Statue of Ramanuja in Hyderabad, India

The Statue of Equality is a statue of the 11th-century Indian philosopher Ramanuja, located on the premises of the Chinna Jeeyar Trust at Muchintal, Ranga Reddy district in the outskirts of Hyderabad. It is the second tallest sitting statue in the world. The project of building the statue was conceptualised by the trust to commemorate the 1,000th birth anniversary of Ramanuja. Costing an estimated ₹1000 crore, the project was paid for through monetary donations by devotees in a major part.

==Design and construction==

=== Design ===
In 2014, ascetic Chinna Jeeyar came up with the idea to commemorate the 1000th anniversary of Ramanuja's teachings by building a statue. Later DNV Prasad Sthapathi appointed as Chief Architect for the project and completed all initial drawings under the Chinna Jeeyer Guidance. The ground floor will be 6,000 square metres and will depict Ramanuja's life and philosophy. The temple, meant for daily worship, will be located on the 27,870 square metre second floor. The 1,365 square metre third floor will include a Vedic digital library and research centre.
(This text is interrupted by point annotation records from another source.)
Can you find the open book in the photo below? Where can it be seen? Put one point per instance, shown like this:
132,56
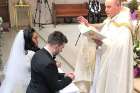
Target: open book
91,32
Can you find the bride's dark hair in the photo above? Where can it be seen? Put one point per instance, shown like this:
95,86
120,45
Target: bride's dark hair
29,44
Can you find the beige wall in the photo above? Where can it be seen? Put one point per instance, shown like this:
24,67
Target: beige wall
45,15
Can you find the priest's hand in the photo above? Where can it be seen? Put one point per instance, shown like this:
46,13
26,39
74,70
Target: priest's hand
70,75
98,42
82,20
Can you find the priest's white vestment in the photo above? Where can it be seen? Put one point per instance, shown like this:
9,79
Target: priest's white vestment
114,59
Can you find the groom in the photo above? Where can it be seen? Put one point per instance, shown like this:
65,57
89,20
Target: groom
44,73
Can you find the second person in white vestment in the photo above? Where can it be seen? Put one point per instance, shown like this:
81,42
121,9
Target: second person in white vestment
114,56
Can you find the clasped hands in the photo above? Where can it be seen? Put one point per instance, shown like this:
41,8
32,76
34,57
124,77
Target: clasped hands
84,21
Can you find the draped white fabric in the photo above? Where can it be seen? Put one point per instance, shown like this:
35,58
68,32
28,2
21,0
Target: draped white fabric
16,72
71,88
114,59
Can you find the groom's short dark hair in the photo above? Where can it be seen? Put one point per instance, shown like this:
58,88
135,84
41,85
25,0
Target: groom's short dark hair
57,37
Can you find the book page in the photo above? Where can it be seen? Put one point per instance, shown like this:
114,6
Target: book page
91,32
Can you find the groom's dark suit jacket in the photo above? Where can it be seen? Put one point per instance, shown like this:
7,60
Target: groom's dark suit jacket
44,74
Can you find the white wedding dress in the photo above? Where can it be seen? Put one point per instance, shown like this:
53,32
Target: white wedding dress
17,69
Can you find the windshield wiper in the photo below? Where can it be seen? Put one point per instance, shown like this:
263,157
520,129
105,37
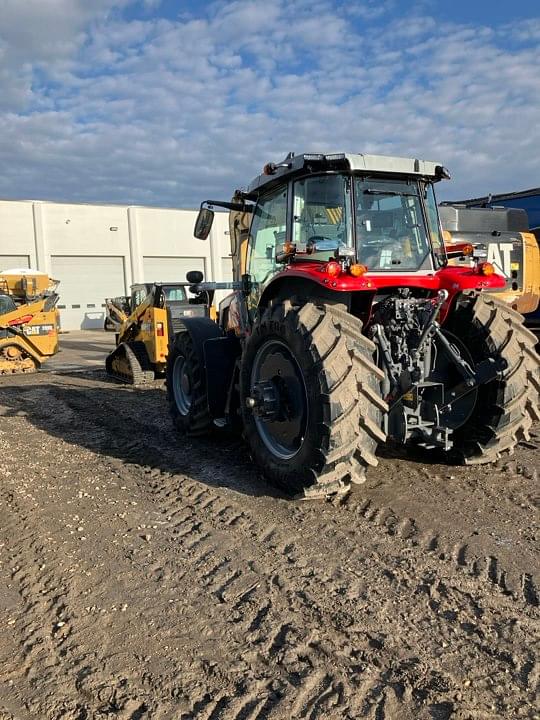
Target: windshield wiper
370,191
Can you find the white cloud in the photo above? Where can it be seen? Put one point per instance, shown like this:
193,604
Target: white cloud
164,111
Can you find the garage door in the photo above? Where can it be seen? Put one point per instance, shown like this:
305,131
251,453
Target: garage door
85,282
8,262
170,269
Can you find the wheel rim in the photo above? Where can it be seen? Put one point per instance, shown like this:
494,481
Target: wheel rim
283,427
182,390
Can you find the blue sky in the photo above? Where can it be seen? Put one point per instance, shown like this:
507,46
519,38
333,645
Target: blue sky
166,103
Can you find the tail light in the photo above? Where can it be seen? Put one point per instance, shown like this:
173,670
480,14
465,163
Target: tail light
357,270
333,268
21,321
486,269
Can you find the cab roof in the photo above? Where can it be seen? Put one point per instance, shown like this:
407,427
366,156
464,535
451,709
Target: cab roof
384,165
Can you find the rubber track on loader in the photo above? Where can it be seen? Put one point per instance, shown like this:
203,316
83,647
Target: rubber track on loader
129,364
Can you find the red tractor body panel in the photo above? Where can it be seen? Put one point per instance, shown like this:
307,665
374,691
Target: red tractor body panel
453,279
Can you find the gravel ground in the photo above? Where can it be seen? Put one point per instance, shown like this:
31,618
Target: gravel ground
142,576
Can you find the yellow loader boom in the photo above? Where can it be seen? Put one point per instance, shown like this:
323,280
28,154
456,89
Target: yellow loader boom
142,339
29,320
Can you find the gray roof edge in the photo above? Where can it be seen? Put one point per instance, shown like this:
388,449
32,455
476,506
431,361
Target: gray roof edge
357,162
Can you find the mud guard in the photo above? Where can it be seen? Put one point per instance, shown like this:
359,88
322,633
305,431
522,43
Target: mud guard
220,356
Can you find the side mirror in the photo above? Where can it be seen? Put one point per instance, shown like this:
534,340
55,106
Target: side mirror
203,224
194,277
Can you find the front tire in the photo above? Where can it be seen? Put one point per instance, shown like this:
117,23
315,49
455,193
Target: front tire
505,408
186,388
310,398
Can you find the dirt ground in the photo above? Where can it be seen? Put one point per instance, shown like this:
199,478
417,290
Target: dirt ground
142,576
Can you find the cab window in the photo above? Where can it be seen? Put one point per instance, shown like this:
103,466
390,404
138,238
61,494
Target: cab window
267,234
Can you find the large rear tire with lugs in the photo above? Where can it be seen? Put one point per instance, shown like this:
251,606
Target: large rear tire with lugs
506,407
186,388
310,398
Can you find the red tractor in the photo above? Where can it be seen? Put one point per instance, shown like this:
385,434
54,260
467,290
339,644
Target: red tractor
346,326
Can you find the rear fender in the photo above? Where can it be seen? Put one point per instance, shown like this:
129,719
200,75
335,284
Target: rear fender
288,285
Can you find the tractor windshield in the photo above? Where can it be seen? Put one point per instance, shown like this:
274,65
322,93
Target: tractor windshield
390,228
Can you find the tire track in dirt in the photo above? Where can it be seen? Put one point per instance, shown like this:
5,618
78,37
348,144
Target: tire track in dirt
489,568
45,625
303,606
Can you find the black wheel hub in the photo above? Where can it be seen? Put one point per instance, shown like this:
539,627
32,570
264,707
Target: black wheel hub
265,395
278,399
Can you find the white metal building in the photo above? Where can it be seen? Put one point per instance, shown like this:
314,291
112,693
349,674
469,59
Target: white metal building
98,251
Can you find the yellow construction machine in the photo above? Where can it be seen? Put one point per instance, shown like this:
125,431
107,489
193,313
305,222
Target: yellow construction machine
29,320
145,320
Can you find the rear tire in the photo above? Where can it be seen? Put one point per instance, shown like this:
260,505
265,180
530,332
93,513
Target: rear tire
506,408
338,429
186,388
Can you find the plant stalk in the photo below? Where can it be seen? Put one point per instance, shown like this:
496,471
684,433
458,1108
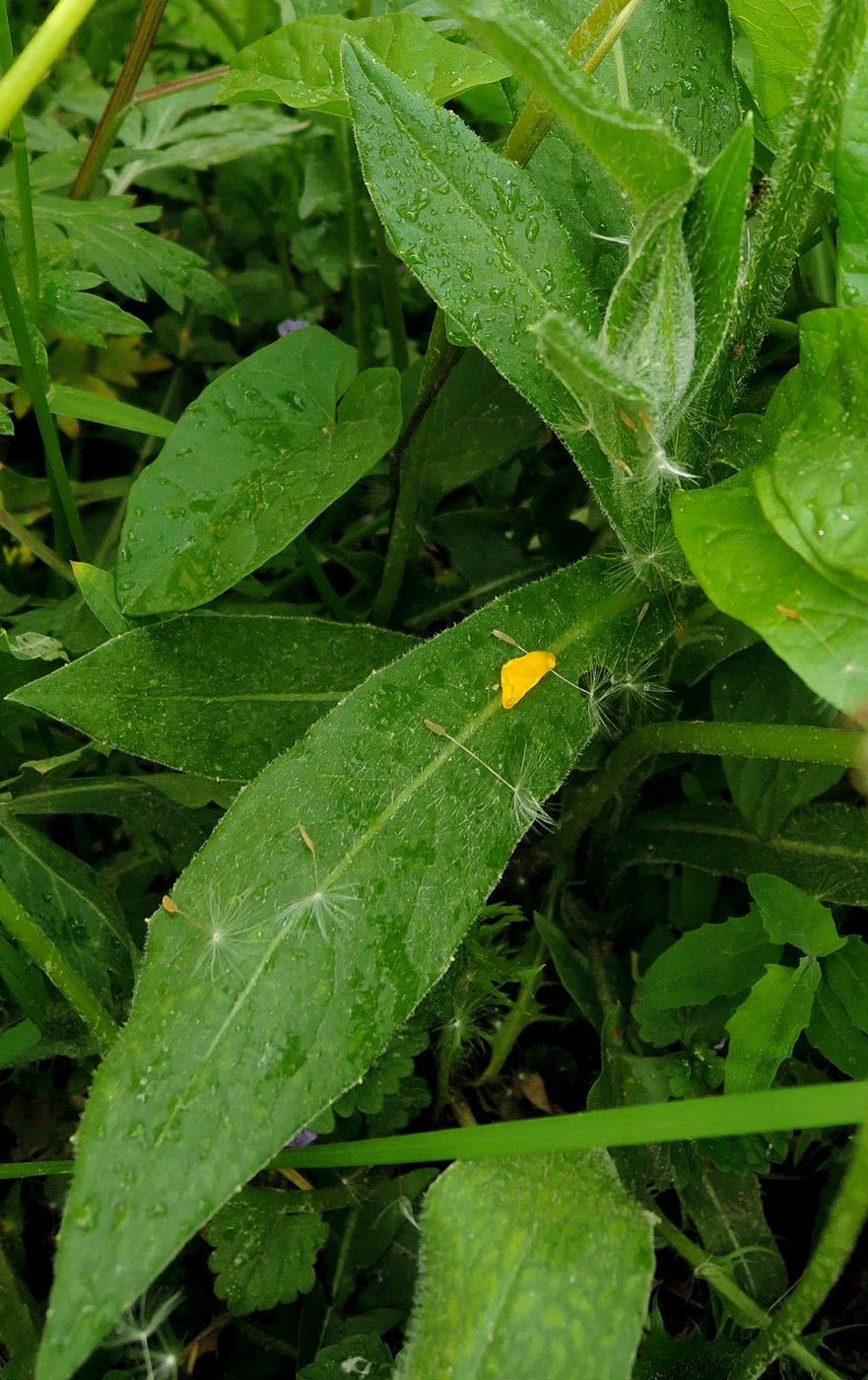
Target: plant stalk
824,1269
119,101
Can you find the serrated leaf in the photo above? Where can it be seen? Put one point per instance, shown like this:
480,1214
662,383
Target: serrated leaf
264,1251
300,64
711,961
789,917
768,1024
253,459
572,1244
754,687
226,693
640,152
317,959
846,973
822,848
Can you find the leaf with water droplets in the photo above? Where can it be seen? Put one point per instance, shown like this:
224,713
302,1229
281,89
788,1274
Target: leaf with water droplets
282,970
253,459
300,64
226,693
565,1272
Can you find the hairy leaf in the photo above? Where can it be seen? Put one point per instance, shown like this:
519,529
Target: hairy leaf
300,64
279,973
226,693
254,458
571,1242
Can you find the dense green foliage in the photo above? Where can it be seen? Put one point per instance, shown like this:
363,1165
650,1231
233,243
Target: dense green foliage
348,354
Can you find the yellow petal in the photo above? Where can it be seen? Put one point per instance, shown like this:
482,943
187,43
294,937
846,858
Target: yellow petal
522,673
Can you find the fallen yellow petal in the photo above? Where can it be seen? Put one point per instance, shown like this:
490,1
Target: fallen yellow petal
522,673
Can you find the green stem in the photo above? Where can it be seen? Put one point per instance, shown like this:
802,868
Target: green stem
831,1255
391,300
352,210
119,101
23,175
773,741
646,1124
722,1282
319,580
68,524
529,130
223,18
25,538
41,51
33,940
787,209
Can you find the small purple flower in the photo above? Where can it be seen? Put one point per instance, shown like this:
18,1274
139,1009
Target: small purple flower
301,1140
292,324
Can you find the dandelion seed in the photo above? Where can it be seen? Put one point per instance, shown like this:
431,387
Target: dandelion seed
526,807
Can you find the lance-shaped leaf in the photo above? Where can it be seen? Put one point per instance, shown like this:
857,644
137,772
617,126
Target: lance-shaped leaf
572,1244
261,451
639,151
226,693
279,973
300,64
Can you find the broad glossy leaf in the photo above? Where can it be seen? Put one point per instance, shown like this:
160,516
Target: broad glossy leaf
851,192
640,152
746,569
768,1024
300,65
282,975
847,977
822,848
224,693
68,903
562,1274
791,917
755,687
835,1035
253,459
472,227
711,961
781,34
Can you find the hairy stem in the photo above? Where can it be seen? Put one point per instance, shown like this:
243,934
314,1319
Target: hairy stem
831,1255
66,521
773,741
33,940
23,175
119,101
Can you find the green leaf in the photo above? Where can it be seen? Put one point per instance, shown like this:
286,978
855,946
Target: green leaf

An Omnimax theatre in the shape of a planetarium featuring life stories of Ramanuja was planned. 14 models were designed according to Agama Shashtra and Shilpa Shastras. 3 models were shortlisted, and improvements were made using 3D scanning technology.

It was named 'Statue of Equality' by the trust.

=== Funding ===
The statue was built at an estimated cost of ₹1000 crore, which is majorly collected from donations by the devotees.

=== Construction ===
The foundation stone for the statue was laid by Chinna Jeeyar. The statue was expected to be ready by November 2017 and later revised by February 2019. Aerosun Corporation, a Nanjing-based company in China, was contracted in August 2015 for the construction of the statue. The final design model was 3D scanned and sent to Aerosun Corporation to be built. 700 tonnes of panchaloha, a five-metal alloy of gold, silver, copper, brass and zinc was used to build the statue. It was built in China and later shipped in 1600 individual pieces to India via Chennai Port in 54 shipments. Around 60 Chinese specialists including workers, engineers and welders assembled the segments on site. The assembly progressed during 2017 and 2018 and took 15 months to complete and was assembled on site in Muchintal, Hyderabad. Aerosun Corporation provided a guarantee of 20 years for the golden hue of the statue.

The base building under the statue named Bhadravedi is 54 ft tall and three-stories high. Atop the building lies a lotus of 27 ft in diameter, and is carried by 36 elephants, over which the statue sits. The diameter of the lotus represents 24 tattvas, as well as soul, god and the guru. The statue has a concrete core which is surrounded by a panchaloha sheet with a thickness varying between 10 mm and 20 mm. The base building has a meditation hall where a 54 in statue of Ramunuja made of 120 kg of gold, representing the years he lived, is installed. 108 divyadesams (model temples), built in stone, surround the statue.

The statue was inaugurated by Indian Prime Minister Narendra Modi on 5 February 2022. The smaller golden statue inside the base building was inaugurated by President Ram Nath Kovind on 13 February 2022.

== Features ==
The Statue of Equality is the second tallest sitting statue in the world. The base building hosts a vedic digital library, research centre, ancient Indian texts, theatre and a gallery. Ramanuja's works are presented in the gallery.